Les 66 députés français socialistes et apparentés ont entamé, lundi 3 février, une semaine en forme d’épreuve de vérité politique. S’ils décident, comme leur parti l’a annoncé, de ne pas voter les deux motions de censure présentées par La France Insoumise (LFI, gauche radicale), le gouvernement de François Bayrou survivra.
Le pays aura in extremis un budget pour 2025. Et l’union électorale de la gauche lancée lors des élections législatives des 30 juin et 7 juillet 2024 (qu’elle a remportées de justesse, sans atteindre toutefois la majorité) aura fait son temps.
Ces 66 députés (sur 577 élus) résument à eux seuls la situation politique de la France, à deux ans de l’échéance du second mandat présidentiel d’Emmanuel Macron, qui s’achèvera en mai 2027. Si l’on en croit leurs professions de foi électorales lors des législatives de l’an dernier, tous ont promis de se battre pour plus de dépenses publiques, et de faire barrage à la très controversée réforme des retraites adoptée en 2023.
Le barrage au RN
Mieux: tous, ou presque, ont été élus dans leurs circonscriptions (le système français est majoritaire à deux tours, avec au moins deux députés par département) avec le soutien des autres formations de gauche, mais aussi avec parfois l’appui de la droite traditionnelle pour faire barrage au Rassemblement national (droite nationale populiste). Cela a été le cas, par exemple, pour l’ancien président de la République François Hollande, redevenu député PS de la Corrèze.

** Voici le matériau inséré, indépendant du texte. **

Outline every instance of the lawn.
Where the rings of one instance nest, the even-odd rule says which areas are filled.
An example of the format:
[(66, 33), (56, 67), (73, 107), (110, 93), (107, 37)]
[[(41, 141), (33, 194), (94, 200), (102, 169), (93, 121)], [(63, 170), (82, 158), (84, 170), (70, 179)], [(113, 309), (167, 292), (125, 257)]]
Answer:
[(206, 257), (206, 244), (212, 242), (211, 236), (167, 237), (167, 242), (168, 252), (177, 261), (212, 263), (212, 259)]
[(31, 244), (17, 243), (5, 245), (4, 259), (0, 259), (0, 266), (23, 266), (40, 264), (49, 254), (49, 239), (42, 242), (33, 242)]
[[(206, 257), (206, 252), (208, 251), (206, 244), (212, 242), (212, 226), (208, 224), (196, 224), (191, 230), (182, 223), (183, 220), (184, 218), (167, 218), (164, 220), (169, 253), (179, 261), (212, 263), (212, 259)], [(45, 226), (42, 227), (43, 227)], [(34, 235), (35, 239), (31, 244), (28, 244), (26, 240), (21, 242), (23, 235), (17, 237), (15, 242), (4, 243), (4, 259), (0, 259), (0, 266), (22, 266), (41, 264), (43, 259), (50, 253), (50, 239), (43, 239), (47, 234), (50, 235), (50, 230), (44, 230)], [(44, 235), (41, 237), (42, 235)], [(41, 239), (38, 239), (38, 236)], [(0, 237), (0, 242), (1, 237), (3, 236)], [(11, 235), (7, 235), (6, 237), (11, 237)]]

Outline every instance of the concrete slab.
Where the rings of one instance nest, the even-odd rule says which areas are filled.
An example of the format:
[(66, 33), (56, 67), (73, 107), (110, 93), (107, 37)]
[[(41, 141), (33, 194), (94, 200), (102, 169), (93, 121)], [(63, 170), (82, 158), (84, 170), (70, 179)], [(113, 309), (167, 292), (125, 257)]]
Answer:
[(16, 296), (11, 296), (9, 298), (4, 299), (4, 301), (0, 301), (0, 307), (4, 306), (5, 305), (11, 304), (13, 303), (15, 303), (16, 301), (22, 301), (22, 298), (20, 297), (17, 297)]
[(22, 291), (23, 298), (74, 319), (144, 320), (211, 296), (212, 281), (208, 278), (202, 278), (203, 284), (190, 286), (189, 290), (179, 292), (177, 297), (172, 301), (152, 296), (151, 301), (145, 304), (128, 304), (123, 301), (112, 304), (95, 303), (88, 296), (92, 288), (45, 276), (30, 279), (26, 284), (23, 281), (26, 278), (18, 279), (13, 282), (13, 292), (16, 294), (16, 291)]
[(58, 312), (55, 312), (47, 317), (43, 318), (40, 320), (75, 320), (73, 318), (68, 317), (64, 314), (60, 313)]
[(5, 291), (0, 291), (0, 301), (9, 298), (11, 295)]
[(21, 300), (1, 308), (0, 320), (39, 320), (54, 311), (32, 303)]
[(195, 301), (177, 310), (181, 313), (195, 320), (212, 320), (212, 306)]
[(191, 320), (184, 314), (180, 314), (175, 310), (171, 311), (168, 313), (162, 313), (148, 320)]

Or voilà que cette soixantaine de députés doit, cette semaine, prendre trois décisions qui décideront de l’avenir du pays. Et peut-être de la survie politique de leur parti. La première décision à prendre est de savoir s’ils mêlent leurs voix à celles de la gauche radicale, des écologistes, des communistes, et peut-être du Rassemblement national, pour rejeter le budget de l’Etat et celui de la sécurité sociale. S’ils s’abstiennent à deux reprises cette semaine, la censure ne sera pas votée.

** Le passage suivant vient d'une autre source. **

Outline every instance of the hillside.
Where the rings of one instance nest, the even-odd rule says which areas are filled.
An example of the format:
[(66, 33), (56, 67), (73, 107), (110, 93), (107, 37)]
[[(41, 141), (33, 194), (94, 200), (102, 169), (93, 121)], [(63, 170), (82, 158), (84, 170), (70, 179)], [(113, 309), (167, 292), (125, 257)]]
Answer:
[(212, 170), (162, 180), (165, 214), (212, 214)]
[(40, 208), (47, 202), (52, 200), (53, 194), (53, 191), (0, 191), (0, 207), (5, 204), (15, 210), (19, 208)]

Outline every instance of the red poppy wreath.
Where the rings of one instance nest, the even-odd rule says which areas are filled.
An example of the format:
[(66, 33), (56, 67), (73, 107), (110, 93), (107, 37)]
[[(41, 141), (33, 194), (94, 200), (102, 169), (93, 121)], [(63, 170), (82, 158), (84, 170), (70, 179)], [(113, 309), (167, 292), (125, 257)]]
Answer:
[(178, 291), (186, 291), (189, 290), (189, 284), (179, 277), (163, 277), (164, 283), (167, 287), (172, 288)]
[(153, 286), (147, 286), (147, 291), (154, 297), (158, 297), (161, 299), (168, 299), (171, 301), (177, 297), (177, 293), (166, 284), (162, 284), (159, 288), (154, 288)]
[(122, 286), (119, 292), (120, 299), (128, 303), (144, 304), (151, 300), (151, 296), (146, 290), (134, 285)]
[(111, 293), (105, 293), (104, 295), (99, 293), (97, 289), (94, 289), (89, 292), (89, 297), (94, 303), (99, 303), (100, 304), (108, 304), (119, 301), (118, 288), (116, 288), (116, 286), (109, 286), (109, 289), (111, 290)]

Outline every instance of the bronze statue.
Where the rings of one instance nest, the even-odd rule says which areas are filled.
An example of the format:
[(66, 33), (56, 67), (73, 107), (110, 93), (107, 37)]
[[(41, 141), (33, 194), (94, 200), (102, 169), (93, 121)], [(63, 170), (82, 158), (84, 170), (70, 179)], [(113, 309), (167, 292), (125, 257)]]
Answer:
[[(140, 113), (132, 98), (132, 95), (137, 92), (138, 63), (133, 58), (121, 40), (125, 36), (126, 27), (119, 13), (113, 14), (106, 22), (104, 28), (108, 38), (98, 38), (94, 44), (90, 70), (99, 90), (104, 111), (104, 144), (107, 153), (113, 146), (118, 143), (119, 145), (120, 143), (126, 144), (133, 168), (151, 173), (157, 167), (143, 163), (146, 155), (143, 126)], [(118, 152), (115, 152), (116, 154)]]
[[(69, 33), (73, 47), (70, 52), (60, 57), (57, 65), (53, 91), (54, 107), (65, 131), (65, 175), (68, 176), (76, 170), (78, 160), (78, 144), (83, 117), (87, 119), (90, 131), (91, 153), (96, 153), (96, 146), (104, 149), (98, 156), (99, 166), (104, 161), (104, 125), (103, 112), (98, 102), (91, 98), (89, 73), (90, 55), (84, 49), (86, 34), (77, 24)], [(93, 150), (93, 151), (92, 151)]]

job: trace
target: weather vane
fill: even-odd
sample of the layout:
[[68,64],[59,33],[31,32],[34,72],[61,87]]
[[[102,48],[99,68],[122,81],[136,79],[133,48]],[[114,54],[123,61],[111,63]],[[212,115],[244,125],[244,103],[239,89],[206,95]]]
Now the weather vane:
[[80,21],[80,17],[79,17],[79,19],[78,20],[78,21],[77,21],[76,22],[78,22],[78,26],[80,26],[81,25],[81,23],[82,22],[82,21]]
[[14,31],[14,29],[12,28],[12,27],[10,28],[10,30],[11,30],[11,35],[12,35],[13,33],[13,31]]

Ils pourront mettre en avant quelques concessions, comme le renoncement à des milliers de suppressions de poste dans l’enseignement. Mais ils auront permis la survie du centriste François Bayrou à la tête d’un gouvernement composé de ministres centristes, de droite, et de quelques anciens du PS. Un compromis louable pour le pays, mais qui ne leur rapportera rien.
Assumer la rupture
La seconde décision, plus compliquée, est d’assumer ou non la rupture avec le Nouveau Front Populaire (NFP), cette alliance de gauche sans laquelle beaucoup n’auraient jamais été élus. Or l’arithmétique est impitoyable: en France, la gauche divisée perd toujours. C’est vrai sur le plan local, et encore plus à la présidentielle. Si les socialistes ne parviennent pas, d’ici aux municipales de mars 2026, à conclure d’autres alliances, ils se retrouveront donc marginalisés et dos au mur.

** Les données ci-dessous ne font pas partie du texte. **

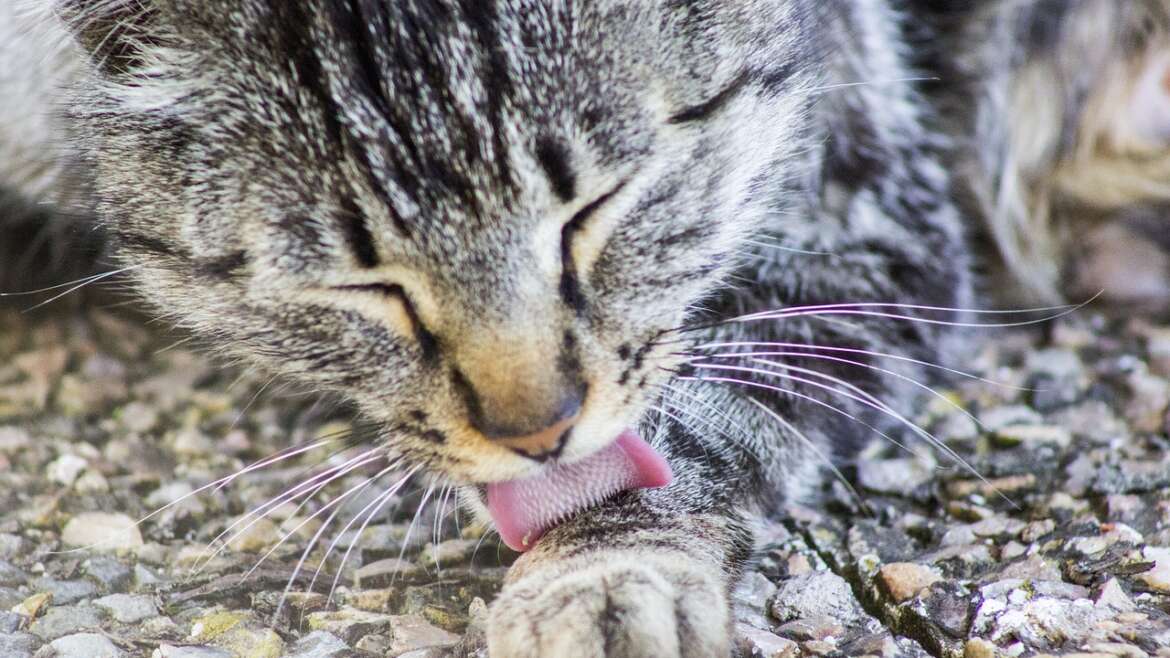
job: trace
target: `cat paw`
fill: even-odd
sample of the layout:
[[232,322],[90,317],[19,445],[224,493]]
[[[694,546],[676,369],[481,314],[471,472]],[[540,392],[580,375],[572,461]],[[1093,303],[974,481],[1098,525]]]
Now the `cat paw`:
[[[713,571],[715,571],[713,574]],[[525,569],[491,608],[491,658],[707,658],[731,651],[718,569],[600,551]]]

Troisième décision plus douloureuse encore: les socialistes français doivent répondre aux défis économiques et sociaux du moment. Le pays accusera en 2025 5,4% de déficit budgétaire. Sa dette publique dépasse les 3300 milliards d’euros. L’immigration est un thème explosif, que François Bayrou aborde désormais avec un discours musclé, évoquant le sentiment de «submersion migratoire».
Un «conclave» social de trois mois a par ailleurs été mis sur pied pour décider, ou non, des nouveaux contours de la réforme des retraites, à condition de ne pas remettre en cause son impact financier: + 17 milliards d’euros pour les comptes publics. Qu’est-ce que le PS social-démocrate peut proposer sur ces sujets? Est-il simplement un supplétif du centre et de la droite?
Dissolution de tous les dangers
Le paradoxe est total. Les 66 députés français socialistes et apparentés (huit avaient voté la précédente motion de censure qui n’avait pas recueilli la majorité, le 16 janvier) sont pris dans une contradiction potentiellement fatale: faire des compromis au nom de la stabilité politique.
Au risque de se saborder aux yeux de leur électorat et d’apparaître comme des «traîtres» aux yeux des électeurs de gauche furieux du refus d’Emmanuel Macron de tenir compte de la courte victoire du NFP aux législatives provoquées par sa dissolution de tous les dangers.